On Mon, 12 Nov 2012 21:10:32 -0200
Marcelo Tosatti <mtosatti@redhat.com> wrote:

> On Mon, Nov 05, 2012 at 05:59:26PM +0800, Xiao Guangrong wrote:
> > Do not drop large spte until it can be insteaded by small pages so that
> > the guest can happliy read memory through it
> > 
> > The idea is from Avi:
> > | As I mentioned before, write-protecting a large spte is a good idea,
> > | since it moves some work from protect-time to fault-time, so it reduces
> > | jitter.  This removes the need for the return value.
> > 
> > Signed-off-by: Xiao Guangrong <xiaoguangrong@linux.vnet.ibm.com>
> > ---
> >  arch/x86/kvm/mmu.c |   34 +++++++++-------------------------
> >  1 files changed, 9 insertions(+), 25 deletions(-)
> 
> Its likely that other 4k pages are mapped read-write in the 2mb range 
> covered by a read-only 2mb map. Therefore its not entirely useful to
> map read-only. 
> 
> Can you measure an improvement with this change?
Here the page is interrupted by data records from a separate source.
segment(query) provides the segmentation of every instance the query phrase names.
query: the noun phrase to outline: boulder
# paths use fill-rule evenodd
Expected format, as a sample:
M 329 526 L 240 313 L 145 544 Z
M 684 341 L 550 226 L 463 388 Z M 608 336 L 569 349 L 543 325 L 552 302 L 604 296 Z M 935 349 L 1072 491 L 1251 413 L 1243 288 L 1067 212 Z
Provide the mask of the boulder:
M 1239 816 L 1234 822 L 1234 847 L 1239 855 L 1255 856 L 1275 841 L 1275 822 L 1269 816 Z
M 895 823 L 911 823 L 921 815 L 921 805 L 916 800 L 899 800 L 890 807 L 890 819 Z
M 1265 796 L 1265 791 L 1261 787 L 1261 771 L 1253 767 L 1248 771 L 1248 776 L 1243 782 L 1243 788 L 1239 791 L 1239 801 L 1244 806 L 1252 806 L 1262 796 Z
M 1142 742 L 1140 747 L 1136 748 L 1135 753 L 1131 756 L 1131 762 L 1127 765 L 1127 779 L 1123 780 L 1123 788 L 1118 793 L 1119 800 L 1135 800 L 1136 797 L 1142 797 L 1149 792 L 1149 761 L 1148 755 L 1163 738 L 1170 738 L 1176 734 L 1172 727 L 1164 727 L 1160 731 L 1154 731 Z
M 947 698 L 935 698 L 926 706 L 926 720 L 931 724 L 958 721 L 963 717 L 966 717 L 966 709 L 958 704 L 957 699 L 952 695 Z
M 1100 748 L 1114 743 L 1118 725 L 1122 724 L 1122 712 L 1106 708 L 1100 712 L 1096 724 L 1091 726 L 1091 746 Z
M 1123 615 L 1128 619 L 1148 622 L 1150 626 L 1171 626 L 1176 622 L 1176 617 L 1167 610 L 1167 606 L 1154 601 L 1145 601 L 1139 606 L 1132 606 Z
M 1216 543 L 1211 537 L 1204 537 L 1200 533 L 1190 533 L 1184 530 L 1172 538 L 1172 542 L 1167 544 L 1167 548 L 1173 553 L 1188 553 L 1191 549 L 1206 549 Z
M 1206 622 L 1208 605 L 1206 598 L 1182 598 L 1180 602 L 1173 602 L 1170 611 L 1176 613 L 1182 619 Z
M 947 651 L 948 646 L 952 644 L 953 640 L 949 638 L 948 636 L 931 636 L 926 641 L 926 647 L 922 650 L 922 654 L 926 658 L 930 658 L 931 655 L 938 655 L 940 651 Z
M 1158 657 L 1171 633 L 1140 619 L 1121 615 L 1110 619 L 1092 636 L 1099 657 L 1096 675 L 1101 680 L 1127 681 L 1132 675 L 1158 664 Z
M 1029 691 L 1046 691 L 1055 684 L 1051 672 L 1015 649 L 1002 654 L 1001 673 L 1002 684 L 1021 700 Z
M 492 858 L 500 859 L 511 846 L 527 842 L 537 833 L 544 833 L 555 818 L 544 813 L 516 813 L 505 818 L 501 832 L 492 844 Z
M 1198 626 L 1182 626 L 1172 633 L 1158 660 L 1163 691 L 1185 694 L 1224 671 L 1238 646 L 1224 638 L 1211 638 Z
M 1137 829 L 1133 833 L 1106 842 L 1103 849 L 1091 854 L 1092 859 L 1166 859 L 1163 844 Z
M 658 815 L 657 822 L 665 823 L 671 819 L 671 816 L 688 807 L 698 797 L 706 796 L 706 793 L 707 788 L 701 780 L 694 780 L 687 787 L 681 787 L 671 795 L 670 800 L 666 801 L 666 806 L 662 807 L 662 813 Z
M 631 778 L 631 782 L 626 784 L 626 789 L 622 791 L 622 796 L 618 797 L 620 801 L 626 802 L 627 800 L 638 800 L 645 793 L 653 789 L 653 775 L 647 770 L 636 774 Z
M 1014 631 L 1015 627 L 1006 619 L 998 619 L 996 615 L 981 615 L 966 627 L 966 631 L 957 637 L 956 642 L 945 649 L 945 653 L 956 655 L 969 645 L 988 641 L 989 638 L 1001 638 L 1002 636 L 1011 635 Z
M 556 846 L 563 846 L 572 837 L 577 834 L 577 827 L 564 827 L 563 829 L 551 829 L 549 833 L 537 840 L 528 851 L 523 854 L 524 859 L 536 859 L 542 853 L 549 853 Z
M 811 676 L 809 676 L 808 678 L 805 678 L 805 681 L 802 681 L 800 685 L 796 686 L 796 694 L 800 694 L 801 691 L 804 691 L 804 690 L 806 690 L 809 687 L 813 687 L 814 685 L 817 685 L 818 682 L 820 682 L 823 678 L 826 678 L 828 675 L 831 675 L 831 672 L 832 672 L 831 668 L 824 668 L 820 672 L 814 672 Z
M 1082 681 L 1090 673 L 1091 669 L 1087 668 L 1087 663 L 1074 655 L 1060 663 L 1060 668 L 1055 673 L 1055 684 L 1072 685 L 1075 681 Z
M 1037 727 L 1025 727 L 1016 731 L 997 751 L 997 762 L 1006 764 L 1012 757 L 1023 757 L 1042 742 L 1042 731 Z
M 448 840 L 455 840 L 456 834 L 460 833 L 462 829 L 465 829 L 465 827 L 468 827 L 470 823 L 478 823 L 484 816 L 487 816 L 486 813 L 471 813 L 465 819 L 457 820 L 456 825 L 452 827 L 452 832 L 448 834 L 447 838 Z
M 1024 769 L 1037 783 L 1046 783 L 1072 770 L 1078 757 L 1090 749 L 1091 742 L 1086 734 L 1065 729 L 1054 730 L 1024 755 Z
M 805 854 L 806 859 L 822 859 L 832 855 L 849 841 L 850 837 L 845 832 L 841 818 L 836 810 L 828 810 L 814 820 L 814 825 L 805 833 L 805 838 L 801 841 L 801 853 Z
What we discussed at KVM Forum last week was about the jitter we could
measure right after starting live migration: both Isaku and Chegu reported
such jitter.

So if this patch reduces such jitter for some real workloads, by lazily
dropping largepage mappings and saving read faults until that point, that
would be very nice!

But sadly, what they measured included interactions with the outside of the
guest, and the main cause was due to the big QEMU lock problem, they guessed.
The order is so different that an improvement by a kernel side effort may not
be seen easily.

FWIW: I am now changing the initial write protection by
kvm_mmu_slot_remove_write_access() to rmap based as I proposed at KVM Forum.
ftrace said that 1ms was improved to 250-350us by the change for 10GB guest.
My code still drops largepage mappings, so the initial write protection time
itself may not be a such big issue here, I think.

Again, if we can eliminate read faults to such an extent that guests can see
measurable improvement, that should be very nice!

Any thoughts?

Thanks,
	Takuya